Ketua DPR: Pembentukan Undang-Undang Harus Libatkan Partisipasi Masyarakat
Jumat, 16 Agustus 2024 | 14:30 WIB
Puan Maharani saat membuka Rapat Paripurna Pembukaan Masa Persidangan I DPR RI Tahun sidang 2024 yang digelar di Gedung Nusantara MPR/DPR/DPD RI Jakarta, Jumat (16/8/2024). (Foto: tangkapan layar TV Parlemen)
Jakarta, NU Online
Ketua DPR RI Puan Maharani mengatakan dalam membentuk Undang-Undang harus dilakukan meaningful participation melibatkan kalangan masyarakat yang berkepentingan dan/atau terdampak atas pengaturan oleh Undang-Undang.
Hal ini disampaikan Puan dalam membuka Rapat Paripurna Pembukaan Masa Persidangan I DPR RI Tahun sidang 2024 yang digelar di Gedung Nusantara MPR/DPR/DPD RI Jakarta, Jumat (16/8/2024).
“DPR RI dan pemerintah harus mendengarkan suara rakyat, membuka mata dan telinga atas aspirasi rakyat secara hikmat dan bijaksana sehingga pembentukan Undang-Undang dapat berjalan tertib memberikan perlindungan, jalan kesejahteraan, keadilan, SDM negara dan lainnya,” ujar Puan.

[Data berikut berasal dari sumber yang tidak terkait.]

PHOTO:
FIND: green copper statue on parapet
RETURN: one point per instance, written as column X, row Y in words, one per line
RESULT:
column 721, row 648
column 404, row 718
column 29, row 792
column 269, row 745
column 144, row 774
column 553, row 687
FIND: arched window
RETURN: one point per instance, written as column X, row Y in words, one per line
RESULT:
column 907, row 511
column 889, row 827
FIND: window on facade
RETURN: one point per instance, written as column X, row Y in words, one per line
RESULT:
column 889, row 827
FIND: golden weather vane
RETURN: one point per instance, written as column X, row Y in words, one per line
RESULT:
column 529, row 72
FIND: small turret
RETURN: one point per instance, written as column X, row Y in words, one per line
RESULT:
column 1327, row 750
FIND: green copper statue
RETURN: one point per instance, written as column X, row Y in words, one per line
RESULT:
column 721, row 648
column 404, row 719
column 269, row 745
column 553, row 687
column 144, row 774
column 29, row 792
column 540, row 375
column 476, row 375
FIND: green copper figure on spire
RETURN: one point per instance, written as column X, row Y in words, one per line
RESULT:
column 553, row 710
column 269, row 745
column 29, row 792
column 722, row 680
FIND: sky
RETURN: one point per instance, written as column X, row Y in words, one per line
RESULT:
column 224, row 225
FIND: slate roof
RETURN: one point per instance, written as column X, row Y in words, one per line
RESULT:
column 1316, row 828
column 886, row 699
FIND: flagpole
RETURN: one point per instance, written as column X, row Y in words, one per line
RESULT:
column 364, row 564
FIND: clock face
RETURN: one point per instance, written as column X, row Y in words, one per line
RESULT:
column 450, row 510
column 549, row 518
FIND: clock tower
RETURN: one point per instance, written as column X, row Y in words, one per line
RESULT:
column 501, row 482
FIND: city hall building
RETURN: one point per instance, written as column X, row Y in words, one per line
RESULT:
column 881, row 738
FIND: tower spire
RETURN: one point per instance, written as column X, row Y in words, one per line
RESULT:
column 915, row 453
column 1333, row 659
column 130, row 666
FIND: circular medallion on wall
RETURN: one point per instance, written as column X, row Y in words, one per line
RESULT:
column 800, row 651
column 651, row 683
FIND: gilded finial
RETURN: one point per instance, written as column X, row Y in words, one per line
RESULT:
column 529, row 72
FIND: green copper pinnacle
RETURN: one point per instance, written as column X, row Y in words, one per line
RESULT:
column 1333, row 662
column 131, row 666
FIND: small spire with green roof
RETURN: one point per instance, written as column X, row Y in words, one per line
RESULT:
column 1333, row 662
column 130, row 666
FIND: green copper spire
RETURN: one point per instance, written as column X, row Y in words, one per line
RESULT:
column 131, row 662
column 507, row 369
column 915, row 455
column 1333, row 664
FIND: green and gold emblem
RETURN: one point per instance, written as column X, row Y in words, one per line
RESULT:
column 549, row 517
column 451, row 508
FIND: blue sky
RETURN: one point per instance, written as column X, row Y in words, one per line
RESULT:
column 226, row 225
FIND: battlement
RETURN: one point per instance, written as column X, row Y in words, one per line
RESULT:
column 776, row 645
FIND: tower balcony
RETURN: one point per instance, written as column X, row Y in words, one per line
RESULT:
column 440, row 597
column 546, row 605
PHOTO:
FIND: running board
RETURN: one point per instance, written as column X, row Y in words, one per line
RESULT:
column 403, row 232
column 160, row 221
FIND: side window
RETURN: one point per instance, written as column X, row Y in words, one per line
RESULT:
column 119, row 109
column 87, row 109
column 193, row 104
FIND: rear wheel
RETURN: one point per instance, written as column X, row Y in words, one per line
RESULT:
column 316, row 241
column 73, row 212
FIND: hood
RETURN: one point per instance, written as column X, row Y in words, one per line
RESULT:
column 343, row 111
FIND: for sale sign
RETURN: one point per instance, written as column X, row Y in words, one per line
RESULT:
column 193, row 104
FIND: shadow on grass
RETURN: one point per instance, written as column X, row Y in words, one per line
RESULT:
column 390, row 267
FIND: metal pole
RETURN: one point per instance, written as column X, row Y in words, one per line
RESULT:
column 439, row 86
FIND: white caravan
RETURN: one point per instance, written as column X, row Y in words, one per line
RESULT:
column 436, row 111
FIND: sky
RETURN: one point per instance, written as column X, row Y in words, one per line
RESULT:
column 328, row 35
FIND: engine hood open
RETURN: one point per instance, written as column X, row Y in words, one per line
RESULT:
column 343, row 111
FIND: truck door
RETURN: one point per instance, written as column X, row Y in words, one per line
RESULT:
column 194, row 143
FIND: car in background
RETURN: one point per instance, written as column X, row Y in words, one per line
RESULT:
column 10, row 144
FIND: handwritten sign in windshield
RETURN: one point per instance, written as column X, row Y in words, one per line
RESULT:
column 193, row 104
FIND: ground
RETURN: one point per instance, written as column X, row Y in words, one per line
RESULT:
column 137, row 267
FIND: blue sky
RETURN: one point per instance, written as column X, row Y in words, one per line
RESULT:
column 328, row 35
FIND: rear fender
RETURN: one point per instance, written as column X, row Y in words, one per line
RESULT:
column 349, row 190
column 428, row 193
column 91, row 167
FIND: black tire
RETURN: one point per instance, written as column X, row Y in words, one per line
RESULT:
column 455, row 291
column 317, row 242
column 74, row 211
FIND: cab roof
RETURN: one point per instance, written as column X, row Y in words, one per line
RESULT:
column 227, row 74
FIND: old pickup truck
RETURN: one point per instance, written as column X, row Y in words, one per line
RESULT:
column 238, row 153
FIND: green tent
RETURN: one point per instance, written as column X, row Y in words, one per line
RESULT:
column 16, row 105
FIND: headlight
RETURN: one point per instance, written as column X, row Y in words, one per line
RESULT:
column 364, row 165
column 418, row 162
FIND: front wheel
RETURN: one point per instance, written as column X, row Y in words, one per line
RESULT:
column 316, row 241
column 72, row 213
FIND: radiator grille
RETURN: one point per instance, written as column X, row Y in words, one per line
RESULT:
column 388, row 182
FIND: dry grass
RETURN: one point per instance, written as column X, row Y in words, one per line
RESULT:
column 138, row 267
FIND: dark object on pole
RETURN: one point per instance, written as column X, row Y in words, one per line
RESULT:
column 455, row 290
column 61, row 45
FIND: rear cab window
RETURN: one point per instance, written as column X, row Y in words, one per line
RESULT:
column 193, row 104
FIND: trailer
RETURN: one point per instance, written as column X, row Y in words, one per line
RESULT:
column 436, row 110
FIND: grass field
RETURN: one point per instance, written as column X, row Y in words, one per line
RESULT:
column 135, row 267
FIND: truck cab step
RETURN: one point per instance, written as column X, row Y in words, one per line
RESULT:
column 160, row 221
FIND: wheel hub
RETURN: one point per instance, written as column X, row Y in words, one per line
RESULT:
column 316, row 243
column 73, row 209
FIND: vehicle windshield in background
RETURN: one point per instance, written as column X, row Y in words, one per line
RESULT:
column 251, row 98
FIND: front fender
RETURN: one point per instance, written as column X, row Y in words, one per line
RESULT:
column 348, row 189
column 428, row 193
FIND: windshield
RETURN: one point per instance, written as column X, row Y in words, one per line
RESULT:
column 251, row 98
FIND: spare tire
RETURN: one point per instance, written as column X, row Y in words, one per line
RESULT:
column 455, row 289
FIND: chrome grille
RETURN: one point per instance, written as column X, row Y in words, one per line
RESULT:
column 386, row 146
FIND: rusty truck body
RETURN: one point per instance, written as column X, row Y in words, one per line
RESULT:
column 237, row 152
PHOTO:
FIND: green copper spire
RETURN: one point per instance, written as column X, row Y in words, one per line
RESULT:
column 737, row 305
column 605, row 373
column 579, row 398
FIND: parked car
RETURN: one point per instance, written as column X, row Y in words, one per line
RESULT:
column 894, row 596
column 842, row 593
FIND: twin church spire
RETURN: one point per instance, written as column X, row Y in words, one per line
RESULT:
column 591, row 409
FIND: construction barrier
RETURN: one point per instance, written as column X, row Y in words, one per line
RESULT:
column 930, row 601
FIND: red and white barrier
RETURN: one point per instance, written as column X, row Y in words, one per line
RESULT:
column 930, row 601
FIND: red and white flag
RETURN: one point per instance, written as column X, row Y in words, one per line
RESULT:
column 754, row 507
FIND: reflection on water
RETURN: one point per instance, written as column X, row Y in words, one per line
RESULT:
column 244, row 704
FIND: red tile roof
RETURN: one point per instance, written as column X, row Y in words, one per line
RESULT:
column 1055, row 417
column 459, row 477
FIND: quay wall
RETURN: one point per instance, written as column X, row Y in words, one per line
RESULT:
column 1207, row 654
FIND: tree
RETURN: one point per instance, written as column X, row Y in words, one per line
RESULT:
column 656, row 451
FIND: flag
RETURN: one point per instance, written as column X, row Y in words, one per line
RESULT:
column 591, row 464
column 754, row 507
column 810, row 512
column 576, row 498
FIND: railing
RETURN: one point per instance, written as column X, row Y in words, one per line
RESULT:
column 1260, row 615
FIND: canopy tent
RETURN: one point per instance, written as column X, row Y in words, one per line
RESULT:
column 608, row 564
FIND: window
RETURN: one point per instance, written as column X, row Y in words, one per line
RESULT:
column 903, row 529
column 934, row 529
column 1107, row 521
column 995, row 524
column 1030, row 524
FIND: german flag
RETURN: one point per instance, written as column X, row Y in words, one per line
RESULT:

Puan memaparkan sejumlah kinerja Undang-undang yang dibuat DPR RI. Terdapat 166 Undang-undang yang dibahas DPR RI bersama dengan pemerintah melalui kelengkapan alat DPR RI sebagai berikut:
- Komisi 1: 8 Undang-Undang
- Komisi 2: 80 Undang-Undang
- Komisi 3: 5 Undang-Undang
- Komisi 4: 1 Undang-Undang
- Komisi 5: 1 Undang-Undang
- Komisi: 5 Undang-Undang
- komisi 7: 1 Undang-Undang
- Komisi 8: 1 Undang-Undang
- Komisi 9: 1 Undang-Undang
- Komisi 10: 1 Undang-Undang
- Komisi 11: 5 Undanh-Undang
- Badan Legislasi: 9 Undang-Undang
- Badan Anggaran: 1 Undang-Undang
- Panitia Khusus DPR RI: 4 Undang-Undang
Puan menekankan sesuai dengan amanat konstitusi, DPR RI bersama Pemerintah harus berkomitmen membentuk Undang-Undang untuk memenuhi kebutuhan nasional.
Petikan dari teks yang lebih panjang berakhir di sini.